Jesus brought a direct conflict into Saul’s life to get his attention—this man who was known for his righteous zeal doing God’s work needs to see what God was actually doing to redeem the world. Saul was blindly fighting in a way that was bringing great harm to his own soul.

KJV says, ‘It is hard for thee to kick against the pricks.

It may be that in conflict you have felt like kicking some pricks. It is a slang term we use to describe someone who is selfish and inconsiderate. But while the Scripture is not speaking about that kind of prick, the result is often the same. If we get angry and self-righteous toward people, we also suffer great injury. The passage we are looking at uses the word ‘goad’.
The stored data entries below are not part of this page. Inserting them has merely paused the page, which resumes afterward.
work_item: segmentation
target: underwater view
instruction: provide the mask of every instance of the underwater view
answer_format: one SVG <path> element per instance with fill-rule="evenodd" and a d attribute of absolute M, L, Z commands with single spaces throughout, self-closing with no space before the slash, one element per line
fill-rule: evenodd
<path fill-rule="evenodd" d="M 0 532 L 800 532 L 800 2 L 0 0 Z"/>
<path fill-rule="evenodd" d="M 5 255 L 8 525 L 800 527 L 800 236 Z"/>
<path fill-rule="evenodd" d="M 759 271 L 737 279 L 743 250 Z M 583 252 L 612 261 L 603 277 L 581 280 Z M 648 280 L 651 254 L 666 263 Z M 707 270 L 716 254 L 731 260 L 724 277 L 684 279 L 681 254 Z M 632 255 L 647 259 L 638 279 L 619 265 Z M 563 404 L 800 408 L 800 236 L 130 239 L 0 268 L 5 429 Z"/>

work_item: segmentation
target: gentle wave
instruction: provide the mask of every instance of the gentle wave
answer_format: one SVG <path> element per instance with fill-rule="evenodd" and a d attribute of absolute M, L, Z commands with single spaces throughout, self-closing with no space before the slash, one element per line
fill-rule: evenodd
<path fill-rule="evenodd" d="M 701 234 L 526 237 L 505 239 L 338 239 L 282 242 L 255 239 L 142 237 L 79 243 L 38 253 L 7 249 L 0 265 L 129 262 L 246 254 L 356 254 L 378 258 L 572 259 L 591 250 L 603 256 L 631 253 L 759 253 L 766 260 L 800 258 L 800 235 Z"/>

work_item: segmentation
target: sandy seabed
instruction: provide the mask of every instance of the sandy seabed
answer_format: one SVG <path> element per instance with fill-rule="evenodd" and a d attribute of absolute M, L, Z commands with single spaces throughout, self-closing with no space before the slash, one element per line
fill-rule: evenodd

goad was a stick tipped with a pointed piece of iron. Used to direct and guide livestock, a goad prodded them to pick up the pace if they slowed while plowing. Ancient farmers poked their livestock just enough to steer them in the right direction. Oxen that fought the goad, kicking against it, often injured themselves.
The phrase became a proverb describing those who resist authority: anyone who challenged the gods was like an ox kicking against the goads. Paul, by persecuting Christians, had been challenging God’s authority, kicking against the goads.[1]

When the blinding light appeared, it disabled Saul’s agenda. He would not see again until Ananias comes to pray for him. Conflicts cannot end if we insist on maintaining an exclusive perspective. We have to be blinded by a greater light and be humbled.

It raises an interesting question for religious people about our efforts to be on the right side of every issue and antagonistic toward those who disagree. Truth is hate for those who hate the truth.

When our mindset is to punish, humiliate and prove wrong we are hurting ourselves – kicking against the pricks.

We are persecuting Jesus when we persecute his brothers and sisters. Saul was changed after being confronted with the truth that his thinking about Jesus was offensive to God.